On Nov. 5, Hogan took to social media platform X to outline pivotal arguments that Ripple might leverage to mitigate the damages pursued by the SEC.
Hogan highlights that the SEC’s pursuit of “disgorgement,” aimed at recouping profits from alleged misconduct, should be calculated using Ripple’s net profits rather than the total revenue. This key difference could permit the deduction of business expenses from Ripple, potentially reducing the demanded amount substantially.
Another point raised by Hogan is the jurisdictional reach of the SEC, which is limited to U.S. soil. He suggests that only those sales of XRP that have a U.S. nexus could be considered by the SEC, potentially narrowing the scope of the case and the associated penalties.
SEC vs. Ripple
The legal tussle began in December 2020 when the SEC filed a lawsuit against Ripple Labs, alleging that the company had conducted an unregistered securities offering through its sale of XRP.
The case has seen various developments, including a notable decision by Judge Analisa Torres, which found that XRP is not a security when traded on secondary markets. This ruling, along with reductions in the charges against Ripple executives, has marked a turning point in the case.
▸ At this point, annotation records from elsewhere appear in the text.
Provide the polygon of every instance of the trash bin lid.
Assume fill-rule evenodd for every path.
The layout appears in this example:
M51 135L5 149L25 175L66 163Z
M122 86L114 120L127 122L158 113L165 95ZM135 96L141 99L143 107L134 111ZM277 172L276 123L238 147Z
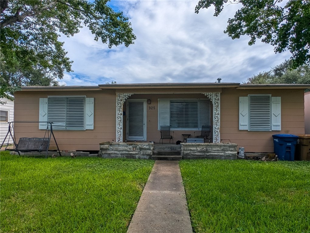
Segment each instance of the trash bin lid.
M272 136L273 137L294 137L298 138L298 136L294 134L274 134Z
M296 134L299 138L304 138L305 139L310 139L310 134Z

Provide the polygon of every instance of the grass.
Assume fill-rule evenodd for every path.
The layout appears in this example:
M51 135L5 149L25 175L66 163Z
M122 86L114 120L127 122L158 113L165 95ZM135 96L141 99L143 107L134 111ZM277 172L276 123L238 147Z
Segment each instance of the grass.
M126 232L153 164L1 153L0 232Z
M310 232L310 162L179 163L194 232Z

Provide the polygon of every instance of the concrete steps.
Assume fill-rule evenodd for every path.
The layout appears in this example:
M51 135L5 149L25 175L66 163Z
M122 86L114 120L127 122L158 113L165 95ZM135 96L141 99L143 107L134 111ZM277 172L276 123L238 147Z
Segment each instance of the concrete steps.
M154 145L152 159L153 160L180 160L181 146L173 144Z
M152 155L153 160L180 160L182 159L182 156L179 155Z

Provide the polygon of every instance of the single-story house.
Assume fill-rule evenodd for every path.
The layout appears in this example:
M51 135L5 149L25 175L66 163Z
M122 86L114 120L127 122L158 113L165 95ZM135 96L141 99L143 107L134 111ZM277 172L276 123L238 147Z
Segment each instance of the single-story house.
M13 98L14 97L11 95ZM0 99L2 102L6 103L0 104L0 144L3 142L7 133L9 123L14 120L14 101L6 98ZM6 139L5 143L12 143L13 139L8 136ZM0 145L1 145L0 144Z
M305 93L305 133L310 134L310 91Z
M15 93L14 119L52 122L62 150L98 150L104 141L158 143L162 125L174 132L175 143L209 125L213 142L229 140L246 152L272 152L272 135L304 133L304 89L309 88L225 83L25 87ZM45 123L15 126L17 138L42 137L46 128Z

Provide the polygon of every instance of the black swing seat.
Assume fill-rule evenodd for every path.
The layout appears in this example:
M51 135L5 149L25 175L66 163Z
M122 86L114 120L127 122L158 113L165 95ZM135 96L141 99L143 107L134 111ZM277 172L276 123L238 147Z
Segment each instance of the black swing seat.
M15 135L14 135L13 136L12 134L12 132L13 131L13 129L14 127L14 123L26 124L29 123L46 123L47 126L45 130L44 137L21 137L18 140L18 142L16 143ZM12 121L10 122L9 124L8 131L5 138L4 138L4 140L3 140L1 146L0 146L0 149L2 148L3 144L4 144L4 142L8 136L8 142L5 149L5 150L16 151L20 155L20 152L37 152L41 153L44 152L46 153L45 156L46 158L47 157L49 152L55 151L56 150L56 152L58 151L59 153L60 156L61 156L61 154L60 153L57 142L56 142L56 139L55 138L54 133L53 132L53 126L52 125L52 122L49 122L42 121ZM56 146L57 147L57 150L49 150L48 149L50 146L51 138L52 136ZM13 144L15 147L15 148L14 149L9 149L7 148L9 145L8 142L10 141L10 138L11 137L13 141Z
M48 149L49 140L47 138L22 137L20 139L16 148L9 150L25 152L46 151Z

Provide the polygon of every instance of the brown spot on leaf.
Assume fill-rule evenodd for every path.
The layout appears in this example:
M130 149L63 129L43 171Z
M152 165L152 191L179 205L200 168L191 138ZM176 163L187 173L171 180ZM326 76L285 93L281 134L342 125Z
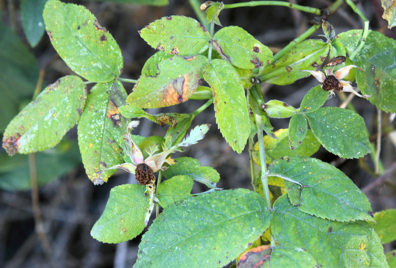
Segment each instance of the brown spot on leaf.
M230 63L232 64L232 62L231 62L231 60L230 59L230 57L225 55L224 51L223 51L223 49L221 48L221 47L219 45L219 43L217 43L217 40L213 40L213 45L215 46L216 50L220 53L220 56L221 56L223 60L225 60Z
M205 28L205 26L204 26L204 25L201 23L199 23L199 26L202 28L202 29L204 31L204 32L208 32L208 30L206 30L206 28Z
M171 54L173 55L179 55L179 48L177 47L175 47L171 49Z
M96 173L100 175L100 173L101 173L102 172L101 172L100 173L99 172ZM93 184L95 185L101 185L105 183L105 181L102 179L100 177L99 177L94 179L93 180L92 180L92 182L93 183Z
M113 126L119 126L121 121L121 113L118 111L116 104L111 100L110 100L107 106L107 116L113 121Z
M328 91L334 89L336 91L339 91L343 90L343 87L339 80L333 75L329 75L326 77L322 84L322 89L325 91Z
M12 156L18 152L19 149L20 138L21 134L19 133L17 133L8 138L6 138L5 136L3 137L3 148L10 155Z
M52 40L52 32L50 32L50 31L47 31L47 34L48 35L48 36L50 37L50 40Z
M144 163L137 164L135 170L135 175L140 185L150 185L155 181L152 170Z
M164 45L164 44L158 44L158 45L157 46L156 48L158 50L160 50L163 52L165 51L165 46Z
M319 67L319 65L318 64L316 63L316 61L314 61L314 63L311 64L311 66L316 69L316 68Z
M257 57L253 60L250 60L250 62L254 64L255 68L258 68L263 66L263 62L259 60Z
M93 26L95 26L95 28L96 28L96 30L98 30L99 31L106 30L106 29L105 29L105 28L100 26L100 25L99 24L99 23L98 22L98 20L96 19L96 18L95 18L95 20L93 21Z

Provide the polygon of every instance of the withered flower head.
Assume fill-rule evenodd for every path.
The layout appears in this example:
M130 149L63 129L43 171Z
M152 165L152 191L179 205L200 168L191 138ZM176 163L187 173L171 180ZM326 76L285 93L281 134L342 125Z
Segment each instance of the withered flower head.
M333 91L344 91L351 92L361 98L367 98L371 96L369 95L361 95L359 94L356 89L354 89L351 85L350 82L342 80L343 78L348 75L349 71L354 67L362 72L363 70L356 65L348 65L341 68L334 74L333 71L334 68L326 69L325 70L326 75L320 71L310 71L309 70L302 70L301 72L309 72L313 75L316 79L321 83L321 86L323 90L326 91L330 91L331 94L334 94Z

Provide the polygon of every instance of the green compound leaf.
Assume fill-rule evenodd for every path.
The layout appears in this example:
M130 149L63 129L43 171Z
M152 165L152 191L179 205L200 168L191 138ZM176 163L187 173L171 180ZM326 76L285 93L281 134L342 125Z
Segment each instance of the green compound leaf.
M194 182L187 175L177 175L162 181L157 189L157 197L164 208L190 196Z
M350 55L359 45L361 30L343 32L335 39L342 43ZM357 72L356 82L363 94L378 109L396 111L396 42L375 31L369 31L366 43L354 59L363 69Z
M374 225L381 243L386 244L396 240L396 209L386 209L375 212L374 218L377 221Z
M208 30L192 18L169 16L142 29L140 36L149 45L167 54L192 56L209 47Z
M35 47L44 34L45 26L43 10L47 0L22 0L21 1L21 19L26 38Z
M250 122L239 76L231 64L217 59L205 67L203 75L213 91L219 128L231 148L240 153L249 137Z
M32 99L40 70L36 58L12 30L0 21L0 133Z
M319 149L320 143L316 140L310 130L308 130L301 145L291 151L289 146L289 132L287 129L280 129L275 132L278 139L268 136L264 136L265 160L270 164L280 157L286 156L310 156ZM253 147L252 157L255 162L260 165L259 154L259 143Z
M296 113L289 123L289 146L293 151L303 143L308 129L307 118L301 113Z
M10 122L3 147L10 155L53 147L78 120L86 98L81 78L67 75L58 79Z
M308 251L283 243L274 247L261 245L245 252L237 268L317 268L315 258Z
M371 151L364 121L352 111L321 107L305 115L315 136L329 151L343 158L361 157Z
M220 179L220 176L213 168L201 166L199 161L190 157L179 157L175 160L176 164L163 172L167 178L186 175L210 188L216 187L216 183Z
M382 17L388 21L388 28L396 26L396 2L394 0L381 0L381 5L384 8Z
M160 73L158 69L158 64L162 60L173 57L172 54L168 54L162 51L156 52L146 61L142 68L142 76L155 76Z
M369 224L341 223L311 216L290 204L275 202L271 231L278 242L307 250L322 268L387 268L383 249Z
M154 76L142 75L127 99L128 104L141 108L175 105L188 100L202 82L202 70L208 58L202 55L177 56L158 64Z
M94 1L94 0L84 0ZM131 4L134 5L144 5L145 6L166 6L169 4L168 0L95 0L101 2L113 2L122 4Z
M50 0L43 16L51 43L76 73L93 82L120 75L123 62L118 44L85 7Z
M276 85L289 85L310 75L301 70L318 68L331 49L331 45L320 40L306 40L292 49L261 72L261 81Z
M127 241L145 228L145 217L150 197L145 196L146 186L124 184L110 191L105 211L91 230L95 239L108 243Z
M240 27L225 27L213 38L213 45L221 57L240 68L258 68L272 60L270 49Z
M154 220L133 267L222 267L268 228L265 209L264 199L246 189L188 198Z
M329 92L323 90L318 85L311 89L304 96L300 110L303 113L309 113L316 111L324 104L327 100Z
M95 184L107 181L124 161L118 140L126 133L126 119L118 107L127 94L119 81L97 84L89 91L78 121L78 145L88 177Z
M342 171L316 158L285 157L272 162L271 174L295 181L285 181L290 202L310 215L338 221L373 221L370 203Z
M81 164L77 142L65 138L54 148L36 153L34 157L39 186L59 178ZM0 153L0 188L10 191L31 189L28 156L17 154L11 157L3 152Z

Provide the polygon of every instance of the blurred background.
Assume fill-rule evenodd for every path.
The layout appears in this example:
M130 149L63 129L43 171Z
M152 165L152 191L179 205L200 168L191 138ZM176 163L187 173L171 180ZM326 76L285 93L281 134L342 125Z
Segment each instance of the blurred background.
M288 1L318 8L325 8L333 2ZM36 88L40 90L61 77L74 74L44 34L44 25L34 21L36 18L33 14L40 7L42 10L45 2L0 0L0 134L30 102ZM156 52L140 37L138 31L165 16L183 15L196 19L191 4L199 6L204 1L169 0L169 4L164 6L120 3L128 0L63 2L84 5L96 17L121 48L124 60L121 77L137 79L145 61ZM224 3L240 2L244 1ZM387 22L381 17L383 9L379 0L363 0L356 4L370 20L371 29L396 38L396 31L388 29ZM223 26L244 28L275 53L306 30L314 16L286 8L258 6L224 10L219 18ZM328 21L336 34L363 27L360 18L345 5ZM32 26L33 23L40 27ZM220 28L216 27L215 30ZM322 34L320 29L311 38L322 38L318 36ZM305 94L317 83L310 77L287 86L265 83L262 89L266 100L279 100L298 107ZM124 83L124 86L128 93L131 92L133 84ZM204 102L190 100L187 104L148 111L188 113ZM335 97L325 105L339 106L342 103L339 98ZM375 107L358 98L353 98L352 103L364 118L370 141L375 146L378 122ZM287 128L289 120L273 119L271 122L276 130ZM192 126L204 123L212 125L205 139L174 157L194 157L202 166L215 168L221 178L218 187L252 189L247 147L238 154L225 142L216 127L213 105L196 117ZM349 177L367 195L374 211L396 208L396 134L392 115L383 113L381 123L382 169L379 174L373 172L373 155L360 159L342 159L322 147L314 155L334 165ZM166 130L166 128L142 119L134 134L163 136ZM114 245L97 241L89 232L104 209L110 189L117 185L137 182L133 175L118 171L107 183L94 185L81 162L76 132L74 127L55 147L36 154L36 164L33 163L32 166L28 156L17 154L11 157L0 148L0 267L122 268L131 267L135 263L140 236ZM38 191L31 190L30 174L34 166L37 170ZM207 189L196 183L193 192ZM36 210L38 202L40 211ZM35 219L35 210L41 219L36 217ZM37 221L38 228L35 227ZM386 245L385 251L395 246Z

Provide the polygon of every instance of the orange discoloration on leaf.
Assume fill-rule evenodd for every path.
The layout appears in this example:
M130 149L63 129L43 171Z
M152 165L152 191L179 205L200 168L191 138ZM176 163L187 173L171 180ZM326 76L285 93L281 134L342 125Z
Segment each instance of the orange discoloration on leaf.
M7 138L3 138L3 148L6 149L10 155L12 156L18 152L19 149L19 138L21 134L17 133L15 136L11 136Z
M116 125L119 126L121 121L121 113L118 111L117 106L111 100L110 100L109 102L106 116L112 121L113 125L114 126Z
M162 102L179 104L187 100L186 94L190 88L190 79L188 76L185 75L168 84L163 92Z
M247 250L241 255L237 267L251 267L251 268L259 268L262 267L264 262L270 259L272 251L272 248L270 246L265 245L253 247ZM259 258L254 258L255 260L253 259L249 260L249 258L257 254L260 255ZM253 261L252 261L252 260ZM256 262L257 260L259 261ZM248 262L249 263L247 263Z

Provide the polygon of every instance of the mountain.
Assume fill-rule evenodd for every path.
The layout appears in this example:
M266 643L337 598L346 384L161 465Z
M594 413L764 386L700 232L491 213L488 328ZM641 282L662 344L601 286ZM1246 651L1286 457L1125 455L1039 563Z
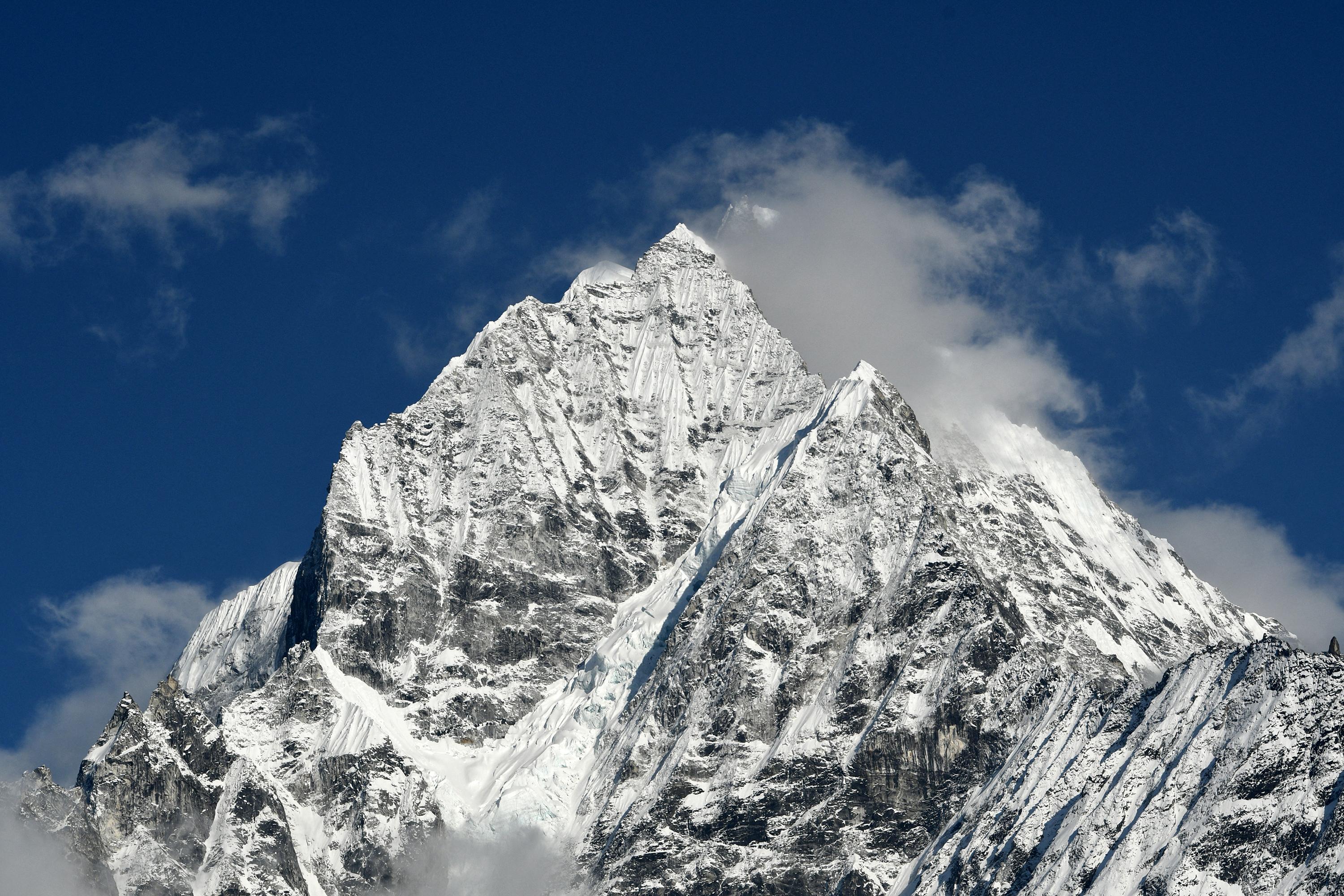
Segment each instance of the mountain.
M355 423L302 562L20 811L120 893L411 892L520 829L612 893L1344 888L1344 662L992 449L679 226Z

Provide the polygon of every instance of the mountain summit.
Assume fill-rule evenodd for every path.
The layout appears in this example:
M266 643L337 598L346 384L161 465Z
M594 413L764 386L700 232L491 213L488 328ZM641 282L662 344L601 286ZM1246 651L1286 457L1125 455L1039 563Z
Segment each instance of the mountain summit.
M124 895L383 892L520 826L613 893L1344 888L1344 664L995 450L809 373L679 224L355 423L302 562L22 811Z

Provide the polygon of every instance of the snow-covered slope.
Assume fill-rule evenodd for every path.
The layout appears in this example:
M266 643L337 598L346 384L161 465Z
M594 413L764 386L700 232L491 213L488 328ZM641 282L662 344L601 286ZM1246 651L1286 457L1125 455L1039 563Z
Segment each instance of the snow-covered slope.
M26 811L122 893L362 892L444 827L519 823L610 892L1223 892L1251 865L1193 845L1239 830L1199 803L1223 778L1159 770L1251 767L1269 729L1211 720L1277 713L1317 833L1245 892L1316 892L1336 661L1261 643L1035 430L981 447L868 364L809 375L679 226L351 427L302 562ZM1261 660L1310 700L1224 674ZM1163 837L1188 848L1126 845Z

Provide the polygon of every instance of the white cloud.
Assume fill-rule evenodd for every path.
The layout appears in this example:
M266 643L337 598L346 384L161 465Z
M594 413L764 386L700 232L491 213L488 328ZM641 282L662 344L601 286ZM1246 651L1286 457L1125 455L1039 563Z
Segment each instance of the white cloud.
M254 167L261 144L293 144L300 159ZM54 258L83 239L125 250L148 235L180 263L187 234L219 240L239 227L278 250L282 224L317 185L309 150L292 118L263 120L246 134L152 121L120 142L75 149L39 176L5 179L0 250Z
M112 347L122 363L153 363L172 357L187 345L187 308L191 296L173 286L160 286L145 302L136 326L90 324L89 333Z
M1241 416L1243 433L1254 434L1273 423L1296 392L1336 379L1341 363L1344 277L1336 281L1329 298L1312 306L1306 325L1284 337L1265 363L1239 376L1219 396L1192 398L1208 414Z
M993 410L1058 431L1056 416L1081 420L1094 404L1025 316L988 297L1036 242L1036 211L1007 184L973 173L949 196L930 193L907 165L814 124L692 141L653 183L706 234L723 200L749 195L774 212L767 228L724 228L716 249L828 379L868 360L922 416L972 433Z
M1105 249L1098 255L1110 269L1120 296L1134 306L1152 290L1180 296L1195 306L1204 300L1222 267L1218 235L1188 208L1159 216L1149 242L1136 249Z
M462 262L491 244L489 220L499 206L499 189L473 189L452 216L434 228L434 247Z
M1344 567L1302 556L1284 527L1250 508L1176 508L1125 496L1125 506L1238 606L1282 622L1308 650L1344 639Z
M1222 270L1214 228L1185 211L1160 218L1142 246L1075 251L1082 266L1062 283L1055 271L1067 259L1042 258L1039 216L1009 185L972 172L952 193L930 193L906 164L874 159L827 125L695 140L652 180L660 210L702 234L715 234L723 203L741 206L743 195L775 212L769 227L739 215L715 249L813 369L833 379L866 359L926 423L956 420L985 439L1007 415L1082 453L1101 478L1113 478L1113 454L1105 433L1086 429L1099 402L1035 330L1040 296L1098 308L1121 300L1137 313L1165 292L1193 306ZM1337 293L1247 382L1269 390L1333 375L1341 325ZM1149 501L1138 517L1234 600L1312 633L1309 646L1324 647L1317 633L1325 642L1331 630L1344 634L1339 571L1300 556L1254 512Z
M43 637L52 656L73 666L73 688L39 708L17 747L0 751L0 778L46 764L59 780L73 780L122 690L144 707L212 606L202 586L152 572L44 602Z
M55 836L20 821L0 801L0 880L5 892L23 896L94 896L97 892L66 856Z
M566 849L534 827L474 836L461 830L419 844L396 869L398 896L564 896L582 892Z

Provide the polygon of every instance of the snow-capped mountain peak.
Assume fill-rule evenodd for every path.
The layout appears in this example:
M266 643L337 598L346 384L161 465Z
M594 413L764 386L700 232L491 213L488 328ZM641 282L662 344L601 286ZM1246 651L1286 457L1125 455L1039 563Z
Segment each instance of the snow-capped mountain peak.
M352 426L304 559L24 806L122 893L520 823L605 892L1325 892L1344 666L1278 631L1036 430L827 386L679 224Z

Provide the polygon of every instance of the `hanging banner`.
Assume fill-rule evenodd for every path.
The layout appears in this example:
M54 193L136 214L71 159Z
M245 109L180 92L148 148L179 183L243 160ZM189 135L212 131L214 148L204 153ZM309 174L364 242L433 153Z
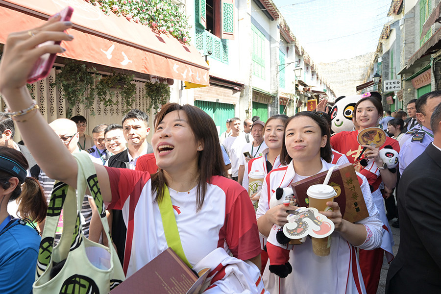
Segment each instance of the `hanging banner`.
M317 108L317 99L313 99L308 100L306 103L306 106L308 108L308 110L309 111L314 111L316 110L316 108Z
M401 80L388 80L384 81L384 91L386 92L401 90Z

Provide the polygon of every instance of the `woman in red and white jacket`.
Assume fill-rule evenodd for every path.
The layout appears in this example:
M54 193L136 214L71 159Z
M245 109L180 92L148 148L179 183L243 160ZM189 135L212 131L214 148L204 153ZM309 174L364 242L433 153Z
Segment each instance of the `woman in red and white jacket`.
M269 197L279 187L290 187L297 181L328 170L331 162L329 128L326 121L317 114L300 112L287 122L284 144L280 154L285 166L272 170L265 178L256 213L260 233L268 236L274 224L287 222L287 210L283 204L270 209ZM370 194L368 181L357 173L369 216L352 223L343 220L338 204L326 204L333 211L322 212L335 225L331 239L331 253L319 257L312 251L311 240L295 245L290 252L293 272L280 279L270 272L267 265L264 282L270 293L366 293L357 258L356 247L373 249L381 243L381 222Z
M250 160L245 165L245 172L242 186L248 191L249 179L248 174L250 171L261 172L266 175L271 170L282 166L280 163L280 151L283 145L283 137L285 135L285 124L288 120L288 116L283 114L273 115L267 121L264 126L264 140L268 147L262 152L262 156ZM254 201L258 201L260 196L251 198ZM265 269L268 260L267 251L264 247L267 244L267 237L259 234L260 245L262 249L262 272Z

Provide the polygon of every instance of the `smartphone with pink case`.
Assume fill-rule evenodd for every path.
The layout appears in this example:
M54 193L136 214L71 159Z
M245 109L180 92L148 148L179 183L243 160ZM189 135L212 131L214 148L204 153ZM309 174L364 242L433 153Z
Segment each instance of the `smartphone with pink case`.
M61 16L60 19L61 22L65 22L70 21L71 17L72 16L72 13L74 12L74 8L71 6L68 6L61 10L57 14L59 14ZM49 19L50 19L55 15L51 16ZM53 41L48 41L44 43L42 43L38 45L38 47L46 46L52 45L60 45L61 41L54 42ZM47 53L38 58L37 62L34 66L34 68L27 77L27 82L29 84L36 82L38 80L43 79L49 74L50 69L53 65L55 58L57 57L56 53L49 54Z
Ripple’s legal team, led by chief lawyer Stuart Alderoty, has also drawn attention to the recent Second Circuit ruling in SEC v. Govil. In this case, the court ruled that the SEC must demonstrate that investors experienced actual financial harm before demanding significant disgorgement. This precedent supports Ripple’s position that the extent of its liability may hinge on whether XRP investors have suffered losses.
The latest development in the case saw Judge Torres approving an order for the SEC and Ripple to propose a briefing schedule concerning the institutional sales of XRP. This aspect of the lawsuit pertains to the allegations that Ripple breached securities laws. The parties have been instructed to submit their joint briefing schedule by Nov. 9.